Guccifer 2: From January to May, 2016

Within the small community conducting technical analysis of the DNC hack, there has been ongoing controversy over whether Guccifer 2 (G2) was a false flag for the Russians, whether G2 was located in the US rather than Russia, whether the G2 files were copied locally rather than hacked, whether G2 was a false flag for the DNC (didn’t hack any documents at all).
In today’s post, I’ll try to shed a little light on the puzzle by presenting a case that metadata  from G2’s cf.7z dossier  shows that, between at least January 7, 2016 and May 4, 2016, Guccifer 2 copied numerous documents (primarily from the Democratic Party of Virginia – DPVA) within a few minutes of the documents being saved.  This strongly suggests to me that Guccifer 2 was a genuine hacker who had indeed installed malware on a Democrat computer, which was then used to automatically exfiltrate documents.
Unlike the ngpvan.7z previously analysed by Forensicator, the copying structure of cf.7z is formidably complex, with evidence of both Unix-type and Windows-type copying, possibly in multiple stages. 
Stale Documents
Forensicator’s analysis of the ngpvan.7z dossier was restricted to the 7z (or directory) modification dates and times in the 7z archive i.e. the modification times displayed by the 7z software.  In the ngpvan.7z dossier, all documents had directory modification dates of July 5, 2016 and modification times within one 14-minute session.   In addition to their properties in 7z, the documents (pdf, docx, xlsx) also have metadata from their original software. I’ve manually opened and examined document modification times of examples from all ngpvan.7z directories, without finding a single document that wasn’t extremely stale  (2008-2011).
There are many stale documents in the cf.7z dossier as well, though typically somewhat less stale (2013-2014). Some documents even came from the same July 5, 2016 copy operation as ngpvan.7z (as previously discussed at CA here and Forensicator here.)  The July 5 copying incident appears to me to be an internal re-arrangement of Guccifer 2’s inventory of documents, rather than an exfiltration event, as G2 was almost certainly expelled from DNC computers by July 5.
“Bulk” Unix Copying
The July 5 copy incident was an example of “bulk” Unix-style copying i.e. copies linked together in one copying session with the same modification date and sequential modification times. Prior to the July 5 incident, there were previous sessions with “bulk” copying on  April 18, May 23, June 4, June 6 and June 20.  These typically retrieved stale documents, but the June 4 session was an exception: it included the most recent documents in the entire G2 corpus – documents dated to June 1 and June 2, 2016 not just by metadata but by contents e.g. Orange Pod Press Clips 6.1.16.docx in the Intern Sandbox directory.
There are also examples of “fossilized” bulk copying e.g. Insurance Benefits Summary directory where the document modification times (in addition to 7z modification times) show the sequential modifications characteristic of a bulk Unix copy. In this case, the bulk Unix copy appears to have been followed by a Windows-type copy (preserving the document modification times to the 7z modification times).
Same-Day Copies – Timezone Issues
Unlike ngpvan.7z, the cf.7z dossier contained numerous documents from 2015 and first half 2016, including numerous documents with identical 7z and document modification dates. However, the modification times presented problems as shown in the table below: the document modification time and 7z modification time were exactly four hours apart. The minutes and seconds matched exactly, but not the hours. This shows that a Window-type copying operation has taken place after which 7z interprets the modification time incorrectly. My surmise is that 1) the document modification time is saved as absolute seconds in local time; 2) the 7z software presumes that the absolute seconds are in UTC i.e. the document is 10:31 UTC rather than 10:31 Eastern; 3) 7z then displays the directory modification time in local time (6:31 Eastern), 4 hours “earlier” than the corresponding document modification time.

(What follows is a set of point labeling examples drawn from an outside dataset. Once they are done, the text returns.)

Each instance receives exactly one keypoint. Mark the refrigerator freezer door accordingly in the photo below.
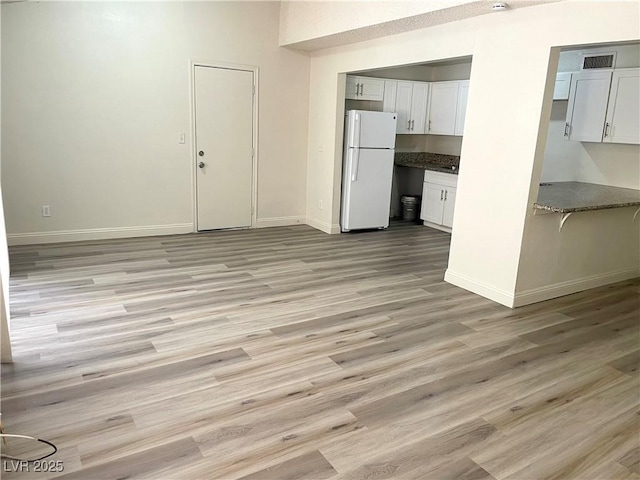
(365, 200)
(370, 129)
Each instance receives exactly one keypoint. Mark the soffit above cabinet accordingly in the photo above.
(315, 25)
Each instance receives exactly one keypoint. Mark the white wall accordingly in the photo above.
(5, 342)
(505, 131)
(95, 95)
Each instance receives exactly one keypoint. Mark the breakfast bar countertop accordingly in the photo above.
(428, 161)
(568, 197)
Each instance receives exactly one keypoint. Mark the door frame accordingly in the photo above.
(193, 156)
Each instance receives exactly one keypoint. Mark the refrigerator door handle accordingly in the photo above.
(356, 131)
(355, 163)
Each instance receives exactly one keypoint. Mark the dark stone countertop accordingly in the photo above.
(568, 197)
(428, 161)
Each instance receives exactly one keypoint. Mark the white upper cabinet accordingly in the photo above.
(461, 112)
(419, 101)
(389, 99)
(403, 106)
(443, 101)
(622, 123)
(587, 106)
(562, 87)
(410, 105)
(364, 88)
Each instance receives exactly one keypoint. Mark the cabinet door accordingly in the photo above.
(371, 89)
(587, 106)
(389, 101)
(449, 206)
(443, 100)
(403, 107)
(623, 115)
(352, 88)
(563, 84)
(419, 100)
(431, 209)
(461, 111)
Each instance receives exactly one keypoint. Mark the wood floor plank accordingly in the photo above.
(286, 353)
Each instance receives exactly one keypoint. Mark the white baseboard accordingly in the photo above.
(323, 226)
(33, 238)
(539, 294)
(535, 295)
(279, 222)
(500, 296)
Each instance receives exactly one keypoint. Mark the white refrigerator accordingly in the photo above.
(369, 147)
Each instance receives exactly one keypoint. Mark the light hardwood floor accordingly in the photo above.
(285, 353)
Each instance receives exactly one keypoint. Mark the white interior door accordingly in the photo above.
(224, 147)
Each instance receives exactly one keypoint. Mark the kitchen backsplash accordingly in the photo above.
(447, 145)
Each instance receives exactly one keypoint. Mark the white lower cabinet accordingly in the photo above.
(438, 200)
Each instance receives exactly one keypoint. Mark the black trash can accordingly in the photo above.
(410, 207)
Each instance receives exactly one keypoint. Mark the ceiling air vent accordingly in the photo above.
(602, 60)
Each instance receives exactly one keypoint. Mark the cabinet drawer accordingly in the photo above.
(445, 179)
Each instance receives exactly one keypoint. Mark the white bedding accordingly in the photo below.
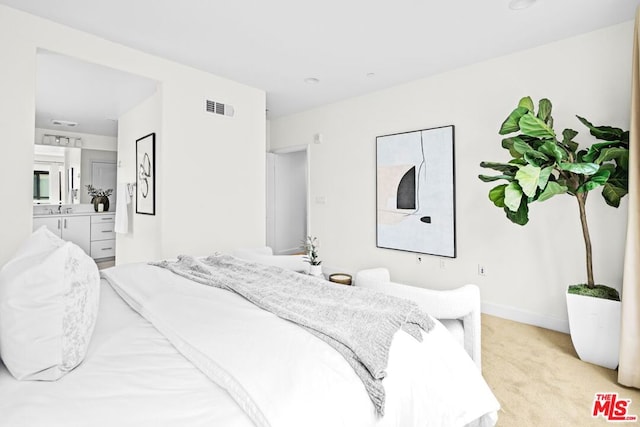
(131, 376)
(274, 371)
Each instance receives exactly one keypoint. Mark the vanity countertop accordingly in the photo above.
(55, 215)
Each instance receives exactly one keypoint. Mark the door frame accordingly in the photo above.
(270, 193)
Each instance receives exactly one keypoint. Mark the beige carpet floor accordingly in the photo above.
(539, 380)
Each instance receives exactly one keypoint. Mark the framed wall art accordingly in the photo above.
(415, 192)
(146, 175)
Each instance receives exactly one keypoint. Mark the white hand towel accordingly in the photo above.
(122, 211)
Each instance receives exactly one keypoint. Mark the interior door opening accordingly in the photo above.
(287, 200)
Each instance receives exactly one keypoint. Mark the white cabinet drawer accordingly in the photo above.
(103, 249)
(102, 219)
(100, 231)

Complicating matters further, 7z handles timezone metadata for pdf documents differently than docx or xlsx documents.  The next table shows directory and document modification times for selected pdf, docx and xlsx documents when inspected in Eastern (columns 6-7) and UTC (columns 8-9).  Pdf documents display the same local time in both Eastern and UTC (and all other timezones) i.e. different absolute times, while docx and xlsx documents display different local times in Eastern and UTC timezones (but a constant absolute time).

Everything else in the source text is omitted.